1. Adding one species to the backbone tree, based on the same genus

We create a new function to grep species from an existing tree, based on the given genus names, called get_species_from_genus

get_species_from_genus <- function(phylo, genus) {
  # Get the tips (species) from the tree
tips <- phylo$tip.label 
  # Find the nodes that correspond to the given genus
nodes <- which(sapply(strsplit(tips, "_"), `[`, 1) == genus)
  # Get the tips that are descendants of the nodes corresponding to the given genus
species <- character(0)
  for (node in nodes) {
    descendants <- phylo$tip.label[getDescendants(phylo, node)]
    species <- union(species, descendants)
  }
    return(species)
}

Then we can use this function to get all “Cichla” species from the backbone tree, randomly select one and add new “Cichla belem” as a sister species to it.

genus_species<-get_species_from_genus(phylo,"Cichla")
#find random sister species
sister_index<-sample(genus_species,1)
 # get info from the edge `file`
parent_node<-phylo$edge[which(phylo$edge[,2]==which(phylo$tip.label==sister_index)),1] 
# get info about the branch length   
branch_length<-phylo$edge.length[which(phylo$edge[,2]==which(phylo$tip.label==sister_index))]  
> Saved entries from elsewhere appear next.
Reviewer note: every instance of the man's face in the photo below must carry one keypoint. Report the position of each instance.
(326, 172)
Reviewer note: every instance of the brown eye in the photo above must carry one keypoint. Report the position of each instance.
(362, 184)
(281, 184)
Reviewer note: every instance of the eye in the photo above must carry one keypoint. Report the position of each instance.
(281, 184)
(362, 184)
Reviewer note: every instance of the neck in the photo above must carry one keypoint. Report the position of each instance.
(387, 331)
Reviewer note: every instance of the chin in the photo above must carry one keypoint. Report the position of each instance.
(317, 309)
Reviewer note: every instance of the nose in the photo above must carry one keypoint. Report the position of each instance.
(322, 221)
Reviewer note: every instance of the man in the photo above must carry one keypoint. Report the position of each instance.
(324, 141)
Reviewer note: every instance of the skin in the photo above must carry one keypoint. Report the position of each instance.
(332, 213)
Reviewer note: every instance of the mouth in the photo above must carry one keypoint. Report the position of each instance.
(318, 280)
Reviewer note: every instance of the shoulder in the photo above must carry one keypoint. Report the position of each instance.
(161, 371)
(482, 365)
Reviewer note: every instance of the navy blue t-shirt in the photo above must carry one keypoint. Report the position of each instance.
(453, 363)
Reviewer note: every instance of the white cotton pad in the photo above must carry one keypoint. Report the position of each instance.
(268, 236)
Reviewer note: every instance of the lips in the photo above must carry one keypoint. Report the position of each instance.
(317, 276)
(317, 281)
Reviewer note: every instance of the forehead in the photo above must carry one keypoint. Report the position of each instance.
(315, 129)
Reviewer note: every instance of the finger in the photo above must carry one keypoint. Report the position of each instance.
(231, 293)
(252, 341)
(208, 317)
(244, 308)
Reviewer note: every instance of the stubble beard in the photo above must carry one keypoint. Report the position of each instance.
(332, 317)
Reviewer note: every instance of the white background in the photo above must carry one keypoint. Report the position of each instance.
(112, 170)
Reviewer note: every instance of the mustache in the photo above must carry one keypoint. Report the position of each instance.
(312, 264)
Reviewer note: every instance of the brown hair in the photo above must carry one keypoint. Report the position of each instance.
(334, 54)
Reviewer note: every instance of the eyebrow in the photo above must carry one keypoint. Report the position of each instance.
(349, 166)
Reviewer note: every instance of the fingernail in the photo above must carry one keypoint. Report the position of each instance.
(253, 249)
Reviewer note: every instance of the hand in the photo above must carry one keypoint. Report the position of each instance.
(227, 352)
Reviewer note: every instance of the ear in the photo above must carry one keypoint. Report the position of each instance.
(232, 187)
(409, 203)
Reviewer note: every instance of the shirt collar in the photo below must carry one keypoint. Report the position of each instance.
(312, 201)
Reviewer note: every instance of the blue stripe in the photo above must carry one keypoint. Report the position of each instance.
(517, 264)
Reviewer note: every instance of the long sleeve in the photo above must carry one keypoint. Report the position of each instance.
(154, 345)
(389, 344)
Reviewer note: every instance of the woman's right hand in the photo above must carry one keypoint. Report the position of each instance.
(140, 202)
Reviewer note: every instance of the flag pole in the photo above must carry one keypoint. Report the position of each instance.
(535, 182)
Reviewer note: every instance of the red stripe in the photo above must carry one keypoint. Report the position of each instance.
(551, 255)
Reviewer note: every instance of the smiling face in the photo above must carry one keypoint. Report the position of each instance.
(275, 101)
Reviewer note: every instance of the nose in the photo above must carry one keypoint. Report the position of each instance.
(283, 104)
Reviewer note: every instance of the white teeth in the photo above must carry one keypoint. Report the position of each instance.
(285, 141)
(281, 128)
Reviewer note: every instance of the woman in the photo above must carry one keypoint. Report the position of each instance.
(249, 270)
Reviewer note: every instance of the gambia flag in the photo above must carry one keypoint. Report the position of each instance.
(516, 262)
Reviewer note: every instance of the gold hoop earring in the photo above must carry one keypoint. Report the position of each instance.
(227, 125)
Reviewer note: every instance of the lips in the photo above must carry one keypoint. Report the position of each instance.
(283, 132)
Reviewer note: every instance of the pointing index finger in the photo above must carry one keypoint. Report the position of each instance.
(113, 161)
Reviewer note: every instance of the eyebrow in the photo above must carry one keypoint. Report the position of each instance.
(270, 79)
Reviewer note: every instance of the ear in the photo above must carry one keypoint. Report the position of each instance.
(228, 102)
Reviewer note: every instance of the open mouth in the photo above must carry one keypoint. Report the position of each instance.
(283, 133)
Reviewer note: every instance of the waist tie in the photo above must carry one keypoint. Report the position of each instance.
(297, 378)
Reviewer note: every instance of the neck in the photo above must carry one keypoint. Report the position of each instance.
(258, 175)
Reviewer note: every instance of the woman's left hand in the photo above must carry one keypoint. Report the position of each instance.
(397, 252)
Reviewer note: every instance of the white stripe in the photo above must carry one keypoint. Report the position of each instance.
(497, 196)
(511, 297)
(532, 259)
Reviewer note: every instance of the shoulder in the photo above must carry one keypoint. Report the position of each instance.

#now, add "Cichla belem"    
cichla_phy_plus <- bind.tip(cichla_phy, "Cichla_belem", edge.length = branch_length, where = which(phylo$tip.label==sister_index), position = branch_length/2)

2. Challenge: add many species to the tree at once

A step by step plan of how to achieve the properly-working loop:

  1. We want to take the genus names from the object with species names 'new_sp'

  2. For each genus name use the ’get_species_from_genus()'

  3. After, we need to randomly choose one ‘sister species’ with 'sample()' from the list from step 2

  4. Get the branch length for each sister one directly from the backbone tree

  5. Finally, add species to the tree with 'bind.tip()' function

2.1. Create an object that will store the species of interest & Make an object with the genus names of those species for further use to search the tree

new_sp <- c("Cichla_belem", "Bathygobius_toronto", "Arapaima_regina", "Mugil_kyiv", "Colomesus_lagos", "Pimelodus_paris", "Ancistrus_quito",  "Gymnotus_beijing")
new_sp_genus <- sub("_.*", "", new_sp)

2.2. Open the backbone tree and duplicate it to the tree where the changes are going to be introduced

library(phytools)
backbone.tree <- read.tree(file = "updated_backbone3.tre")
fish.tree.plus <- backbone.tree

2.3. Create the loop

# Initialize empty lists to store the results
out1_list <- list()
out2_list <- list()
out3_list <- list()

# LOOP the functions for the set of species that one wants to add
  
  # Sequence the content of new_sp_genus with 'seq_along() for the    use in iterations
   for (i in seq_along(new_sp_genus)) {
     genus <- new_sp_genus[i] 
     add_sp <- new_sp[i]
  
  # Get the excisting species from the backbone tree by the genuses our interest, and output them in 'out1'
    out1 <- get_species_from_genus(fish.tree.plus, genus)
  # Directly assigns the value out1 to the key genus in out1_list. 
    out1_list[[genus]] <- out1 
  
  # Randomly select one species of each genus from 'out1' and store   in 'out2'
    out2 <- sample(out1, 1)
    out2_list[[genus]] <- out2
  
  # Get the edge length for the selected species and put it in 'out3'
    out3 <- fish.tree.plus$edge.length[which(fish.tree.plus$edge[,2] == which(fish.tree.plus$tip.label == out2))]
    out3_list[[genus]] <- out3
  
  # Add new species to the tree
    fish.tree.plus <- bind.tip(fish.tree.plus, add_sp, edge.length = out3 / 2, 
    where = which(fish.tree.plus$tip.label == out2), 
    position = out3 / 2)
}

Explanation on how the loop works:

Primarily, each genus name in the new_sp_genus are being put through the loop code, gradually acquiring out1, out2, out3 and finally adding the species to the tree. When on the second iteration, the next genus is being taken into the loop, it creates new out1, out2 and so on —> the previous out-files are being overwritten. Hence, to keep track of all the outputs, we create the out_list(s) as spaces to store all the outputs that we gain within the loop. This way the out1_list , for instance, now includes all the outputs from out1 for each genus, and same with others.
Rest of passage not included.